Le spectacle est prévu pour durer 1h20 ; c’est un seuil d’attention à ne pas dépasser, d’autant plus que nous ne faisons pas d’entracte pour ne pas couper le rythme du récit. Il y a aura une succession d’ambiances différentes, depuis le départ de Barcelone jusqu’à l’attaque du fort, en passant par le voyage en bateau. Et bien sûr, le fameux grand condor dont on ne peut absolument pas se passer. Nous allons aussi mêler plusieurs arts de la scène. On utilise tout ce que la technique nous permet, mais en laissant une place importante à la poésie et l’imagination de chacun. Pour prendre un exemple très concret, la vidéo ne sera pas un écran led aveuglant, mais plutôt travaillée dans une ambiance sépia, ou avec des voilages.
Il va donc y avoir plusieurs contraintes à dépasser pour parvenir au meilleur résultat ; l’équipe créative est-elle nouvelle ?

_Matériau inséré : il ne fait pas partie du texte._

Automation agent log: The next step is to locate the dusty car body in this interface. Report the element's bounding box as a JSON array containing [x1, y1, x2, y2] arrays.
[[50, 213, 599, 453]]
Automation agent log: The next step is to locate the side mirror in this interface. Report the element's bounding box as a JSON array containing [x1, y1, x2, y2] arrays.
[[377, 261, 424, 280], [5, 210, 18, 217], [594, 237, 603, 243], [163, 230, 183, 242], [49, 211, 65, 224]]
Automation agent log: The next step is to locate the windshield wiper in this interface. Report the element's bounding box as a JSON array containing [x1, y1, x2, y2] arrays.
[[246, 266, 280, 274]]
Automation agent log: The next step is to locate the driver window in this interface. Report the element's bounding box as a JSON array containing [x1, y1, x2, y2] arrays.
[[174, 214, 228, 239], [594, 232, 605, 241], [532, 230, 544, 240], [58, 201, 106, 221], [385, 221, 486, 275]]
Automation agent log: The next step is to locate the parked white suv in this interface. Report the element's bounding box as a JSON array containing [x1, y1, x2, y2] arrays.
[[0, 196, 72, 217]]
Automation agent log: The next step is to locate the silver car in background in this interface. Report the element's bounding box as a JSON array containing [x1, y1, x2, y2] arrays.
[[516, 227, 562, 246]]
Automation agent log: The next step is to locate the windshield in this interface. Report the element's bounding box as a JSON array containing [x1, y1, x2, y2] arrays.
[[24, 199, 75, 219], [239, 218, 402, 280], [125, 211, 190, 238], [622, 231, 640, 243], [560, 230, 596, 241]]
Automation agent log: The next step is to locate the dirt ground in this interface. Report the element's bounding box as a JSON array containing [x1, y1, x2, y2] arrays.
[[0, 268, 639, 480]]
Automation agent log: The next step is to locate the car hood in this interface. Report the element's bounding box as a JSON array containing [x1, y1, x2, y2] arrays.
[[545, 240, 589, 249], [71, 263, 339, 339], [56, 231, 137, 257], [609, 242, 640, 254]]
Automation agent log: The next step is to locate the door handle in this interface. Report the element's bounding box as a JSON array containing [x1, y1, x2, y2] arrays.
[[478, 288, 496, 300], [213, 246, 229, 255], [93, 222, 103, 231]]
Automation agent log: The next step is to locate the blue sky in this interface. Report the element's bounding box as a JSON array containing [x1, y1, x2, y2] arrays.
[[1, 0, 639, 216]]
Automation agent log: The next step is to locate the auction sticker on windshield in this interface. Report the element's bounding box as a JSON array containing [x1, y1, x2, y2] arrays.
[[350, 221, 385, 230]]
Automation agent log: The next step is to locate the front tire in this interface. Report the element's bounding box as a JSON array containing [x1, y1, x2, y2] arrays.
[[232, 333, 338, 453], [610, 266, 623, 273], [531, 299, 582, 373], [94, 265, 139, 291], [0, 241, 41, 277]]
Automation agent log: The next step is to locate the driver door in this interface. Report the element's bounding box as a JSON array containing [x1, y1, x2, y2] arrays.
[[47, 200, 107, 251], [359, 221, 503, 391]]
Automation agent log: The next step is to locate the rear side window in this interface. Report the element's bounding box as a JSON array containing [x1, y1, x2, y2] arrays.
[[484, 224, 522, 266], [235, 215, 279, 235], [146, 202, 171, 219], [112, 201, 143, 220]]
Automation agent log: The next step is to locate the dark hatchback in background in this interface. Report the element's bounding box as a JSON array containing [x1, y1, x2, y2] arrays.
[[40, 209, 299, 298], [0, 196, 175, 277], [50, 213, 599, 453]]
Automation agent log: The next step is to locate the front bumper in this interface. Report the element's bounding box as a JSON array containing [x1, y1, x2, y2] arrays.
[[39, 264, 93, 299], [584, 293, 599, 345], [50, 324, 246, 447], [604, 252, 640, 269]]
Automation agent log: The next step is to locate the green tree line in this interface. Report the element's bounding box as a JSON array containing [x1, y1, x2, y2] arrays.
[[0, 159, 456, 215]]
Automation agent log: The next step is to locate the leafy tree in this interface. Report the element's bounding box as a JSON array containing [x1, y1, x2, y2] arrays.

Oui et non. Nous nous sommes attachés les services d’Emmanuelle Favre, qui a déjà créé des décors pour le Théâtre des Variétés, mais jamais pour ce genre de projet. Nous avons repris le duo formé par Corinne Rossi et Julie Coffinières pour les costumes et les masques, déjà rodées sur Le Livre de la Jungle. Pour la mise en scène, nous collaborons pour la première fois avec Nicolas Nebot, qui était notamment sur Jules Verne. C’est quelqu’un qui a aussi une vraie habitude de la chanson, pour avoir travaillé avec le label Universal Music ou Obispo, et met en scène Jeff Panacloc.
Pour la musique, on a choisi Simon Fache, instrumentiste-compositeur multi diplômé des conservatoires du Nord de la France, et qui est quelqu’un de très pointu sur l’univers des Mystérieuses Cités d’Or.
A ce propos, parlons de la musique : quel est le style dominant retenu?
Nous voulons respecter une authenticité musicale. Simon y travaille beaucoup. Le générique existe déjà, il faut donc créer de nouvelles chansons qui ne soient pas en totale antinomie avec l’ambiance des années 1980 ; outre l’utilisation des sonorités au synthétiseur, il y aura des notes andines et espagnoles pour respecter la couleur musicale de l’œuvre. Le tout devant donner le sentiment d’une bande son d’un film d’aventure.
Le livret risque donc de nous surprendre, d’autant plus qu’il sera interprété en partie par des enfants?
En effet, une partie de la troupe se compose d’enfants de 10 à 13 ans. Nous en avons auditionné un bon nombre (presque une centaine), pour en retenir six. Certains ont déjà eu des expériences professionnelles sur scène, pour les autres ce sera une première.
Est-ce une difficulté supplémentaire de faire jouer des adultes et des enfants ensemble? Comment s’organisent les répétitions?
Il faut créer une relation de confiance entre tous les artistes, mais il faut aussi garder l’innocence et la spontanéité des enfants. Etant encore à l’école, ils sont bien plus habitués que les adultes à apprendre un texte et à le restituer. Nous gardons aussi en tête qu’il faut sans cesse être dans un équilibre entre le travail et le jeu pour que l’enfant s’épanouisse pleinement sur scène. C’est le rôle des artistes plus aguerris de les accompagner.
Pour terminer, avez-vous une petite exclusivité à nous annoncer ou un élément que vous souhaitez partager?
Il y a un an et demi, nous ne pensions pas pouvoir intégrer le personnage de Pichu sur scène, tout au plus l’évoquer. Il était bien sûr exclu d’avoir recours à un vrai perroquet lors des représentations (rires). A force de réflexion et de rencontre avec Mehdi Garrigues, nous avons inclus la marionnette de ce personnage, qui sera manipulée en direct sur scène (sauf autre surprise à venir…). Cela va apporter un vrai dynamisme entre les héros, mais représente aussi un challenge pour apprivoiser la marionnette et lui donner vie, qu’elle puisse véritablement interagir avec les enfants. Si le pari est réussi – et il le sera – le spectacle sera assez différent de ce que nous avons présenté jusqu’à présent.